Has anyone noticed the new F scale offerings from Banta in the current Gazette? They aren't on Banta's website yet. 

Page 31 in the July/Aug issue shows four new F scale kits: 

Everest Country Store (a real beauty)
Branchline Water Tank
B&O Hotel
Blacksmith/Carpentry Shop

They list 802-258-3869 as their "BS" line so get a copy to see the offerings or give them a ring to ask about them.

I have no connection with Banta.

CCSII


----------



## CCSII (Jan 3, 2008)

Banta now has pictures on their home page, go take a look, they would certainly earn a place on my railroad.


----------



## ThinkerT (Jan 2, 2008)

Link?


----------



## Totalwrecker (Feb 26, 2009)

http://www.bantamodelworks.com/


----------



## tacfoley (Jan 3, 2008)

Sadly that great-looking store kit is available only in H0 or 0 scales, not in Fn3... 

tac 
www.ovgrs.org 
Supporter of the PNW


----------



## CCSII (Jan 3, 2008)

Actually the ad in NG Gazette lists the Everest Country Store, which is indeed a great looking store, as "F scale reserve... est $325" 


Sounds to me as though they need some (1? 100?) reserve deposits for the store to become available. 
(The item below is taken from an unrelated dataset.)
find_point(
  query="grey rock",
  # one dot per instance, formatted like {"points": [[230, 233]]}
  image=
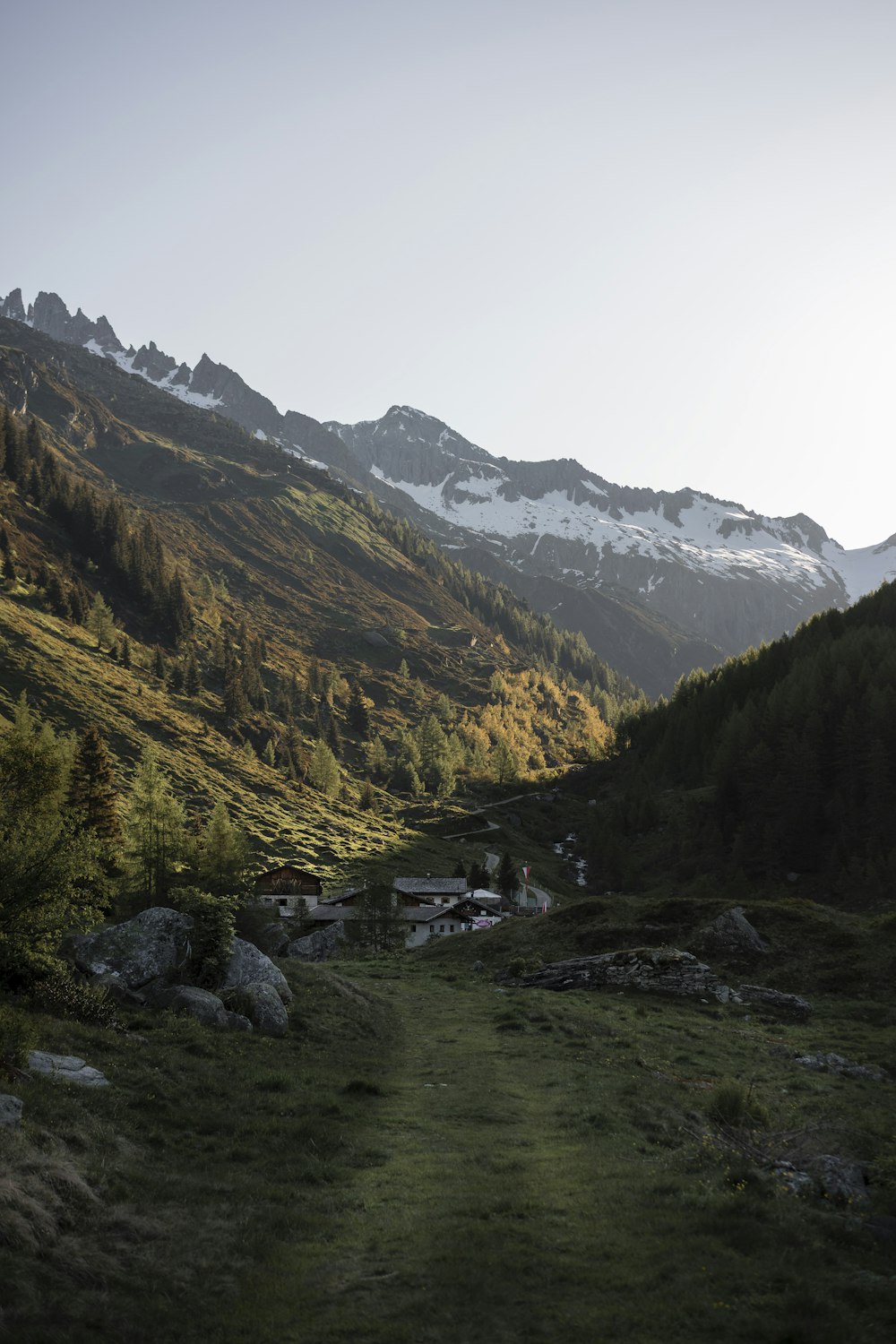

Call 'em up and ask, 802-258-3869. 

No I am not a shill for Banta, I just figure anytime we can add a reputable quality manufacturer to F scale we win.


----------



## CCSII (Jan 3, 2008)

Photo added late, sorry for the double post.

Click the link (the sentence above in this post) to see the store.


----------



## Totalwrecker (Feb 26, 2009)

I heard that Banta was interested in tapping our market, The Gazette ad is their putting money into it. Makes the offer real to me. 

Only thing is my critters will think those sweet details taste good.... 

John


----------